Courts must take a “purposive approach” when ruling on employment contracts, the Supreme Court said today.

A group of car cleaners from Derbyshire argued that they should be treated as workers for the purposes of the National Minimum Wage Regulations and the Working Time Regulations.

The court heard that they worked for Autoclenz, which regarded them as sub-contractors, and paid neither the minimum wage nor gave them holidays.

Delivering the judgment of the court in Autoclenz v Belcher and others [2011] UKSC 41, Lord Clarke said the question was whether an employment tribunal could disregard terms included in a written agreement between the parties and instead base its decision on their true intentions.

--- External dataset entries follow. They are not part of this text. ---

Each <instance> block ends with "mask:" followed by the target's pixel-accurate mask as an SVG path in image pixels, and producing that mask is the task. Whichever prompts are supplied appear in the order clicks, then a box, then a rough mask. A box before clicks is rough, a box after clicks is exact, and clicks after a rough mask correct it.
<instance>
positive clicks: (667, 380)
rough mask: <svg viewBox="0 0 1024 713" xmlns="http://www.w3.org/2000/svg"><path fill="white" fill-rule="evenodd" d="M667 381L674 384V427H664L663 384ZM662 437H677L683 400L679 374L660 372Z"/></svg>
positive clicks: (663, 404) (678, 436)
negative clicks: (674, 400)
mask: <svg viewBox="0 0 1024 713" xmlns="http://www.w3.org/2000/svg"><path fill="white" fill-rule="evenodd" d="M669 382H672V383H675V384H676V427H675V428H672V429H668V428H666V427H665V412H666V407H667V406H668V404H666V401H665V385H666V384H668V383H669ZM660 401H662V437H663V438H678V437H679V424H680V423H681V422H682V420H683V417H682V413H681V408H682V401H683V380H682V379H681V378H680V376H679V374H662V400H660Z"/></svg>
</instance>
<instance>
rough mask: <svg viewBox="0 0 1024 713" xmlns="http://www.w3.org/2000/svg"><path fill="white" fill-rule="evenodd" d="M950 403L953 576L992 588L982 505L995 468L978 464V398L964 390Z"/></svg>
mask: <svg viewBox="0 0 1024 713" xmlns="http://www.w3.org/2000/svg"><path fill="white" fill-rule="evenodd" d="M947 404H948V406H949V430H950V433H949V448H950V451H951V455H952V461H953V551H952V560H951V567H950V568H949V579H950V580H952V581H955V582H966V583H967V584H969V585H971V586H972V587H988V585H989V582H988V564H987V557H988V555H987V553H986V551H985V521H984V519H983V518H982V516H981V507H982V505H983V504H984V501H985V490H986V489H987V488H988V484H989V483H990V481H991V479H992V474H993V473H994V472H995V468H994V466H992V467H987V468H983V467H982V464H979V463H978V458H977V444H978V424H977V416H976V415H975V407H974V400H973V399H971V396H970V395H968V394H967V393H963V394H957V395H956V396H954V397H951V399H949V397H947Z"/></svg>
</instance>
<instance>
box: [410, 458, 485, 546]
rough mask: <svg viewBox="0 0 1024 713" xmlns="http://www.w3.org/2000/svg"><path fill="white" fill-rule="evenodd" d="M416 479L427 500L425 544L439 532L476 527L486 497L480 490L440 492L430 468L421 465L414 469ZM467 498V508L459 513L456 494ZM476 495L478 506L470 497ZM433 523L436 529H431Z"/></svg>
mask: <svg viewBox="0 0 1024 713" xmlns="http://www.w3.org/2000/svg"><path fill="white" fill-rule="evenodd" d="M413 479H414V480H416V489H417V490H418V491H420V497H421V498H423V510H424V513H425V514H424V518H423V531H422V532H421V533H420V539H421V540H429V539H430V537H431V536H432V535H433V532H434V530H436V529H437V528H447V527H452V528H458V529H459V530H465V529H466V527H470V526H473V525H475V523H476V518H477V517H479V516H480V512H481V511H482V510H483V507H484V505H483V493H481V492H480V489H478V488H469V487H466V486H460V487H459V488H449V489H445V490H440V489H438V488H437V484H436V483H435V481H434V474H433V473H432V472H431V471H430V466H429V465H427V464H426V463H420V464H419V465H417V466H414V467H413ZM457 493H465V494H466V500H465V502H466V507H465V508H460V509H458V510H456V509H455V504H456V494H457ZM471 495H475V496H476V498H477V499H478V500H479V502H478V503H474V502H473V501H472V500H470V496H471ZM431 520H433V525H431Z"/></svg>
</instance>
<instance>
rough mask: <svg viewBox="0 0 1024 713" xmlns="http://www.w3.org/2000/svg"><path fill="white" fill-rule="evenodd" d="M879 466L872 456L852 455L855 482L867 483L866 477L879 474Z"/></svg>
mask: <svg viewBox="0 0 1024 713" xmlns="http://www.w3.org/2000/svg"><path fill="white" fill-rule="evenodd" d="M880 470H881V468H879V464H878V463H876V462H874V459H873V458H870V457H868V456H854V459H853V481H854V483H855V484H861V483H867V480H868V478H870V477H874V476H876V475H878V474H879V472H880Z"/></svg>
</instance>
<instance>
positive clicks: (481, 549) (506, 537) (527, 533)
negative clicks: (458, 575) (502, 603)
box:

Lord Clarke said that in employment contracts the “relative bargaining power of the parties must be taken into account” and “the true agreement will often have to be gleaned from all the circumstances of the case, of which the written agreement is only a part.

“This may be described as a purposive approach to the problem. If so, I am content with that description.”

He agreed with the Court of Appeal that the employment tribunal was entitled to hold that four essential contractual terms were agreed between the parties: that the cleaners would perform the services required by Autoclenz within a reasonable time and in a good and workman-like manner; that they would be paid for that work; that they were obliged to carry out the work offered to them and Autoclenz undertook to offer work; and that they must personally do the work and could not provide a substitute to do so.

Lord Clarke agreed with the employment tribunal and the Court of Appeal that the claimants were workers because they were working under contracts of employment within the meaning of regulation 2(1) of the National Minimum Wage Regulations (SI 1998/584) and the Working Time Regulations (SI 1998/1833).

He dismissed the appeal by Autoclenz. Lords Hope, Walker, Collins and Wilson contributed to the judgment.